Society

Can We Imagine a Better Way to ‘Be’ Americans?

October 30, 2020  • Aspen Ideas Now

“It’s not cutting it to say my intentions are good,” says Claudia Rankine, author of Just Us: An American Conversation. As white supremacy becomes increasingly vocalized and often without reproach, how should we deal with it? One of the things Rankine set out to do with her book is interrogate the conversations we have with each other and “show how what seems like an inconsequential moment is tied to systemic patterns in our country.” She and Eric Liu, CEO of Citizen University, discuss the urgency of imagining a different way of being American. A way, as Liu puts it, “that’s not bound to an old power-laden notion of whiteness.” Liu leads the Citizenship and Identity Program at the Aspen Institute.

About the Speakers

Eric Liu is the founder of Citizen University, which works across the political spectrum to foster a culture of powerful citizenship. Liu served as a White House speechwriter and later as deputy domestic policy adviser to President Bill Clinton. His books include The Gardens of Democracy, The True Patriot, and A Chinaman’s Chance. Liu lives in Seattle and is a correspondent for The Atlantic and a columnist for CNN.com.
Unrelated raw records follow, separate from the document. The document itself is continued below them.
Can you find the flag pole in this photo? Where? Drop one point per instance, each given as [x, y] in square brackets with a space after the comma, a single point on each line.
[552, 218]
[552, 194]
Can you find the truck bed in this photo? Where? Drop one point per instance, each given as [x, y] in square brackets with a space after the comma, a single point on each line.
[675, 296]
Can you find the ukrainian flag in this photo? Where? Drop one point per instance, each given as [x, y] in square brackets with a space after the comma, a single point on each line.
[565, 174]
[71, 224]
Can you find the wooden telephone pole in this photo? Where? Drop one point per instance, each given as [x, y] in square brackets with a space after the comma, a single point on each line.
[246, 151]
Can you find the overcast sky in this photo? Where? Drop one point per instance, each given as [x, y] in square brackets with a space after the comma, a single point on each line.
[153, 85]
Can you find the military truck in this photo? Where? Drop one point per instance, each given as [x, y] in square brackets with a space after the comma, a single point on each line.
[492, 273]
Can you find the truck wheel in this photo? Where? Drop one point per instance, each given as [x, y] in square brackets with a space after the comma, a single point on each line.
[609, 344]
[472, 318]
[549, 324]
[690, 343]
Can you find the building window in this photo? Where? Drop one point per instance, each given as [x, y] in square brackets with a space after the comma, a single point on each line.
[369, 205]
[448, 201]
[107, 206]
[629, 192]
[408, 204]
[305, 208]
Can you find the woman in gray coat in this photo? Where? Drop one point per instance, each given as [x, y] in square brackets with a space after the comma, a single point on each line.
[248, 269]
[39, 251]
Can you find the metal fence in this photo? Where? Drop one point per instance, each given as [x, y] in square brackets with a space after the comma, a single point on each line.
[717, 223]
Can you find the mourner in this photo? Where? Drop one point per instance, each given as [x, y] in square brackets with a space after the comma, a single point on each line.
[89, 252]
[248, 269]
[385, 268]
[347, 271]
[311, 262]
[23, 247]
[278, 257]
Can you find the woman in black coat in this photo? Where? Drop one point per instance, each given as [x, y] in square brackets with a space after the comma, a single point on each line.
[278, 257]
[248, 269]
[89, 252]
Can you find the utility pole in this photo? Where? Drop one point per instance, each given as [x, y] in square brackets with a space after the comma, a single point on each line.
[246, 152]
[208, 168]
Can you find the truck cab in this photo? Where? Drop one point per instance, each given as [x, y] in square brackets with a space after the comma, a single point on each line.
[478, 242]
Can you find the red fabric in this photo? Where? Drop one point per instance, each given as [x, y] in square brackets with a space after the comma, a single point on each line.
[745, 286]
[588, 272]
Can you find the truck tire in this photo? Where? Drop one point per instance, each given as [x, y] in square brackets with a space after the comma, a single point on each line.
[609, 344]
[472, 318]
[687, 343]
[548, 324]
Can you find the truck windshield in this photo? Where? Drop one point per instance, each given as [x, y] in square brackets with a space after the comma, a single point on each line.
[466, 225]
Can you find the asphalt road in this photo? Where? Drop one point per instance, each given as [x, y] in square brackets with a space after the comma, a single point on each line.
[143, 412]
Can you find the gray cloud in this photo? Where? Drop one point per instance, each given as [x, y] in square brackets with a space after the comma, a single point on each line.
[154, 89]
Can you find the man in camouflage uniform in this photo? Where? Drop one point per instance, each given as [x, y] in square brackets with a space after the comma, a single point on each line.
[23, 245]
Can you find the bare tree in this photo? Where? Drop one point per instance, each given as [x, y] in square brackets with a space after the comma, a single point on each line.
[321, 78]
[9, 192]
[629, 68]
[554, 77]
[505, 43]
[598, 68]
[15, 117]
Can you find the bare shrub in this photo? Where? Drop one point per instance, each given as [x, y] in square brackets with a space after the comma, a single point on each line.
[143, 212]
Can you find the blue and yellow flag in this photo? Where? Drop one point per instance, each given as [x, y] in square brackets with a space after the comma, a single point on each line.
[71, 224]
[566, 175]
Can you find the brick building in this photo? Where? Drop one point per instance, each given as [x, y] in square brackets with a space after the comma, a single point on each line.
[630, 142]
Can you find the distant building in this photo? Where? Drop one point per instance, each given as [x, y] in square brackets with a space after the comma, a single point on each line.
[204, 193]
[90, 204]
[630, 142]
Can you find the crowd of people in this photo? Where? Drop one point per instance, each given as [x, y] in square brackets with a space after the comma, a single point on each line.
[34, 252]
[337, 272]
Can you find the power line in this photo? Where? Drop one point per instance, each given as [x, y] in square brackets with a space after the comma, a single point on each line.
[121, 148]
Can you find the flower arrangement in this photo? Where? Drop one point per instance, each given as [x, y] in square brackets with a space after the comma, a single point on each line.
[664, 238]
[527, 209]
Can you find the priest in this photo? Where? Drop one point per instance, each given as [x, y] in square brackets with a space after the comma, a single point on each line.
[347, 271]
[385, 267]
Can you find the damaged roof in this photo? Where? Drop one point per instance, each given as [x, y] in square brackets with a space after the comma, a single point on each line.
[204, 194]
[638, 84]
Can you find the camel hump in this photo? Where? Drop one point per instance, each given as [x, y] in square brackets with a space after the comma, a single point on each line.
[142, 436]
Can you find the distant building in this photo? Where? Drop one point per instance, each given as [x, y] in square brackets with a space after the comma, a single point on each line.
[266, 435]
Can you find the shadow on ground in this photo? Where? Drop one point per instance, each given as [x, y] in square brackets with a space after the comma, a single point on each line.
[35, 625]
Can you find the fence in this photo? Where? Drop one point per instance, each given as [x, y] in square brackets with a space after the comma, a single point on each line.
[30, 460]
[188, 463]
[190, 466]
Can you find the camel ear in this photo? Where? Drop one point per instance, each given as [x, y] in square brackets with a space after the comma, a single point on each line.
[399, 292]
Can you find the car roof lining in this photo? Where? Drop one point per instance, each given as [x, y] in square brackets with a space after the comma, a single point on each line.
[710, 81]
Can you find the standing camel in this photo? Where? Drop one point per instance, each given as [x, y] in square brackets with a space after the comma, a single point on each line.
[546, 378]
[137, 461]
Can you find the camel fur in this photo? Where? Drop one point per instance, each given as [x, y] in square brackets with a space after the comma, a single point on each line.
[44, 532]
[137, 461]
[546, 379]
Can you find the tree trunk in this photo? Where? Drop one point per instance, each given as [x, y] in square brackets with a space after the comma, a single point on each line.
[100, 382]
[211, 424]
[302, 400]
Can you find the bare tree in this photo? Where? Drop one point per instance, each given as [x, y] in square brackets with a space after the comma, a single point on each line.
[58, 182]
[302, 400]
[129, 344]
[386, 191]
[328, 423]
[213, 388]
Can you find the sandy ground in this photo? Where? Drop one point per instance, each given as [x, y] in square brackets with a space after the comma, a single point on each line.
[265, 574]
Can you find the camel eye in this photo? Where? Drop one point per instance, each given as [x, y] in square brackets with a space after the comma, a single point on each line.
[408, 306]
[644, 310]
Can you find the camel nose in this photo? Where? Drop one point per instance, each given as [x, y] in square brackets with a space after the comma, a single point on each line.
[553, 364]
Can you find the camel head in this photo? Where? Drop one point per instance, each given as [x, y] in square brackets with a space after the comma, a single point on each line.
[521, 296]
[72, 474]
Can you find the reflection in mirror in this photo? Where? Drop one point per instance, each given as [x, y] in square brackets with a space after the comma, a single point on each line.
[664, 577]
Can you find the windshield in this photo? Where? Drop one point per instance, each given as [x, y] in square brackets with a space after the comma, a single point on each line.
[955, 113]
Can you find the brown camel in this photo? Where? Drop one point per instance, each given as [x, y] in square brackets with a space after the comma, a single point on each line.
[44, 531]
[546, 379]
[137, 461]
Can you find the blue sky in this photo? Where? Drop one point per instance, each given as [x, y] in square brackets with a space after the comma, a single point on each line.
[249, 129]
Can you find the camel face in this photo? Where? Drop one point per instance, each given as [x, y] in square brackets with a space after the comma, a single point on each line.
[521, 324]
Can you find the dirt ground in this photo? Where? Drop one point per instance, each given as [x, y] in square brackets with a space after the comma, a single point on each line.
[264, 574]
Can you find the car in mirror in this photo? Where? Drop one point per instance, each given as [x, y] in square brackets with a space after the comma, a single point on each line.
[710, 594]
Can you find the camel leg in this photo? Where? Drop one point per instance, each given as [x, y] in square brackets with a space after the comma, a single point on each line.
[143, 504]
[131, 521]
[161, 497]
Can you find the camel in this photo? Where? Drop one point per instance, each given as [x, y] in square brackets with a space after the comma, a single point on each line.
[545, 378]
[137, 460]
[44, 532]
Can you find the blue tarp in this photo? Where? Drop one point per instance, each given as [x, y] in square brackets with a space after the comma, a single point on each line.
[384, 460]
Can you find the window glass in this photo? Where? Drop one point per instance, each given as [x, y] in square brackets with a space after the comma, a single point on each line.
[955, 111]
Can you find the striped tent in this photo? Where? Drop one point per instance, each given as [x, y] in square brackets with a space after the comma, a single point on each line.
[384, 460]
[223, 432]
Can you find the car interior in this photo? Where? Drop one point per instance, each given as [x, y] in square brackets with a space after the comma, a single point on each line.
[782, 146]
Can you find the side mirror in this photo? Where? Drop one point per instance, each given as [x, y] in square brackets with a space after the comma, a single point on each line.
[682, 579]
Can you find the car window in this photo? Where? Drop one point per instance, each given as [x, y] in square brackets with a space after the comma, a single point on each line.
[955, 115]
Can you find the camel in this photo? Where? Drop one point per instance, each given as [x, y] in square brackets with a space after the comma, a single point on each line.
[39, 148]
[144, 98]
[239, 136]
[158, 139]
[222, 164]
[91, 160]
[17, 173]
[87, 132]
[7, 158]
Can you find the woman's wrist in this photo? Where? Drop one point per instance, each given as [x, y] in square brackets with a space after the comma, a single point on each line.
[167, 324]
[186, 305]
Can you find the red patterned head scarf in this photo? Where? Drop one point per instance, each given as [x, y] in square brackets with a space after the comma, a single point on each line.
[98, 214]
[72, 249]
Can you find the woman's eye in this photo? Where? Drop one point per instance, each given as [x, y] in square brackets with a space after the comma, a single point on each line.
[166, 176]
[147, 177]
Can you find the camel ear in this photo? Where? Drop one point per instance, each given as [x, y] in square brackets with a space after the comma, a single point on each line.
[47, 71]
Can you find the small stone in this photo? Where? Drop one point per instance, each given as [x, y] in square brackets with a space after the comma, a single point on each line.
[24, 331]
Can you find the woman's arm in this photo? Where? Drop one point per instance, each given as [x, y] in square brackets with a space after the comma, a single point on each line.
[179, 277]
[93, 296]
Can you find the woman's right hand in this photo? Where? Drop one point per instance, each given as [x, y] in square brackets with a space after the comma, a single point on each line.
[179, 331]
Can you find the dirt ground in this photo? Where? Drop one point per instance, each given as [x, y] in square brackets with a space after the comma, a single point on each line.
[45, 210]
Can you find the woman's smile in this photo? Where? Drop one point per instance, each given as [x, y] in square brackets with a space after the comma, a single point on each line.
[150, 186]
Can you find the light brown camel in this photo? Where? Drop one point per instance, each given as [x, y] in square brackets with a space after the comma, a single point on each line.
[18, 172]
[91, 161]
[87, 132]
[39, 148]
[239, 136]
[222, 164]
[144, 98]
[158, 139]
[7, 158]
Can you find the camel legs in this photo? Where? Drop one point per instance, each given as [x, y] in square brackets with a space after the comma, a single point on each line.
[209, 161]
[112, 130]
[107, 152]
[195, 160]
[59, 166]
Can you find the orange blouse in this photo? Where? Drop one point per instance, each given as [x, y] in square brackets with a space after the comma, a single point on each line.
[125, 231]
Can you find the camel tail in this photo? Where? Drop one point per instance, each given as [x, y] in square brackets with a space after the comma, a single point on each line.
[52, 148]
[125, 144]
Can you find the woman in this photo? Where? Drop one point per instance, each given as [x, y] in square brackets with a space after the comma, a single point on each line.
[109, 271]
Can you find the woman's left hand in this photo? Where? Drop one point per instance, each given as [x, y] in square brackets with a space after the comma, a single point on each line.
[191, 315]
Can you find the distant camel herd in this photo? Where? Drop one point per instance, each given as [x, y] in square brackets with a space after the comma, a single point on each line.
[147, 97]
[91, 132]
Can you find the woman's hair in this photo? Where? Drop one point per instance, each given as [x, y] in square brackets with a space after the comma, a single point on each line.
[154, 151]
Claudia Rankine is the author of six collections of poetry, including Just Us: An American Conversation,  Citizen: An American Lyric and Don’t Let Me Be Lonely; three plays including HELP, which premiered in March of 2020 at The Shed, NYC,  The White Card, which premiered in February 2018 (ArtsEmerson/ American Repertory Theater) and was published by Graywolf Press in 2019, and Provenance of Beauty: A South Bronx Travelogue; as well as numerous video collaborations. She is also the co-editor of several anthologies including The Racial Imaginary: Writers on Race in the Life of the Mind (FENCE, 2015). In 2016, she co-founded The Racial Imaginary Institute (TRII). Among her numerous awards and honors, Rankine is the recipient of the Bobbitt National Prize for Poetry, the Poets & Writers’ Jackson Poetry Prize, and fellowships from the Guggenheim Foundation, the Lannan Foundation, the MacArthur Foundation, United States Artists, and the National Endowment of the Arts. Rankine teaches at Yale University as the Frederick Iseman Professor of Poetry. She lives in New Haven, Connecticut.